Andreas Ivanschitz, Kapitän der österreichischen Nationalmannschaft, soll bei dem Klub aus Mainz einen Vertrag bis zum Jahr 2012 unterschrieben haben. Die medizinische Untersuchung hat der 49-malige Nationalspieler bereits ebenso hinter sich gebracht wie die erste Trainingseinheit mit seinen neuen Kollegen, die sich derzeit im Trainingslager in Flachau in Österreich auf die neue Saison vorbereiten. „Ich wollte den Wechsel in eine bessere Liga, um mehr gefordert zu werden“, sagt Ivanschitz. Nun möchte er sich Woche für Woche „mit den Besten“ messen. Seit 2006 war er bei Panathinaikos Athen unter Vertrag, und weil das dortige Arbeitsverhältnis bis 2012 datiert war, dürfte für Ivanschitz ein Ablösebetrag von etwa 1,5 Millionen Euro fällig werden. Mainz 05 hat also reagiert, eine andere Möglichkeit hatten Cheftrainer Jörn Andersen und Manager Christian Heidel auch nicht. Denn nach dem Abschied von Markus Feulner zu Borussia Dortmund zum Saisonende und den Operationen bei den Zugängen Filip Trojan (Meniskusverletzung) sowie Eugen Polanski (offene Wunde am Fuß) hatte sich im Mittelfeld bis etwa Mitte Oktober ein nicht unbeträchtliches personelles Vakuum aufgetan. Zuletzt hatte sich noch der Transfer von David Hoilett (Blackburn Rovers) an den Mainzer Bruchweg zerschlagen.

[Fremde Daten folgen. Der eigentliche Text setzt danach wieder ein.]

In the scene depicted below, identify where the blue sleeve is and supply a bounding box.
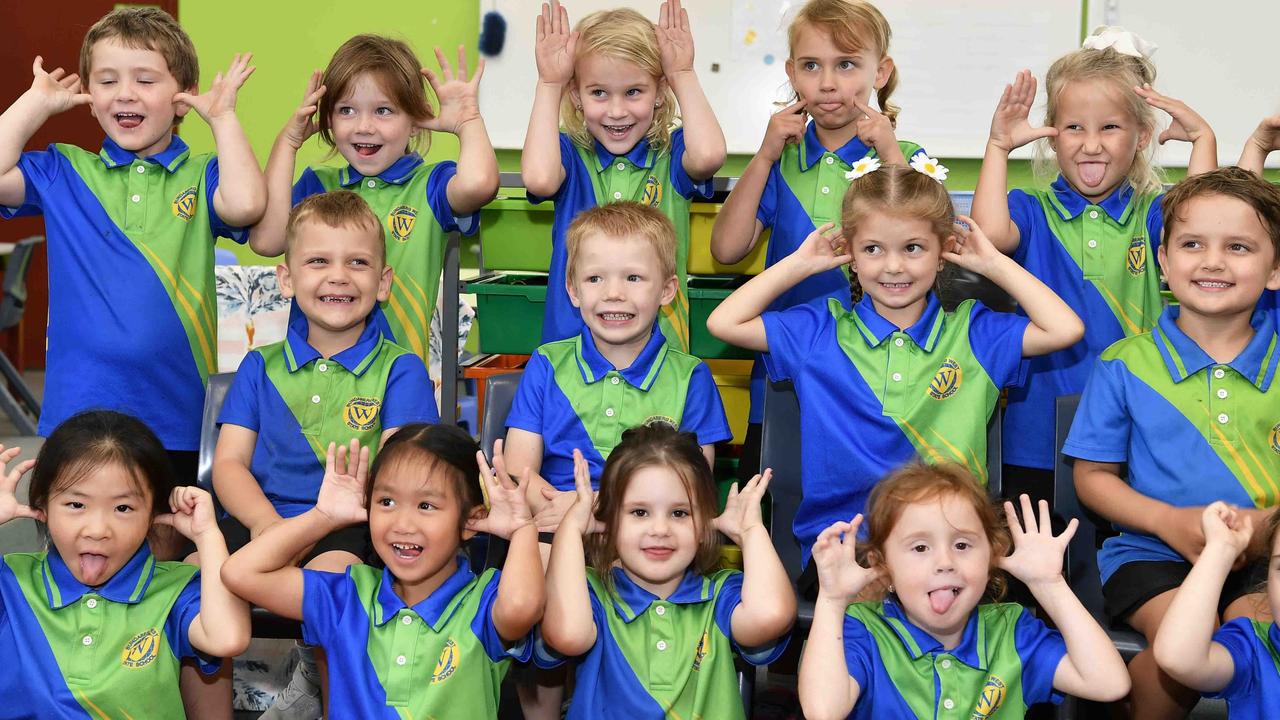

Nun soll Ivanschitz helfen, der einst mit knapp 20 Jahren der jüngste Kapitän der österreichischen Nachkriegshistorie gewesen ist, zuletzt von Nationaltrainer Dietmar Constantini jedoch nicht mehr berücksichtigt wurde. Und wenn Ivanschitz davon spricht, dass er über einen Stammplatz bei Mainz „eine Rückkehr ins Nationalteam“ anstrebt, scheint er keine schlechten Aussichten zu haben. Denn der 54-jährige Constantini hat die Mainzer 1997 und 1998 als Cheftrainer betreut. Wenngleich damals noch mit mäßigem Erfolg. Vielleicht kommt mit Ivanschitz ja auch das Glück zurück zum FSV Mainz 05. Nötig hätte es der Klub. Das jüngste Testspiel gegen den Drittligisten Wacker Burghausen ging nämlich 1:4 verloren, und zu allem Überfluss verletzte sich am Sonntagmorgen auch noch Stürmer Srdjan Baljak. Der Serbe zog sich während eines regenerativen Radelns beim Sturz vom Drahtesel einen Schlüsselbeinbruch zu und fällt vier Wochen aus.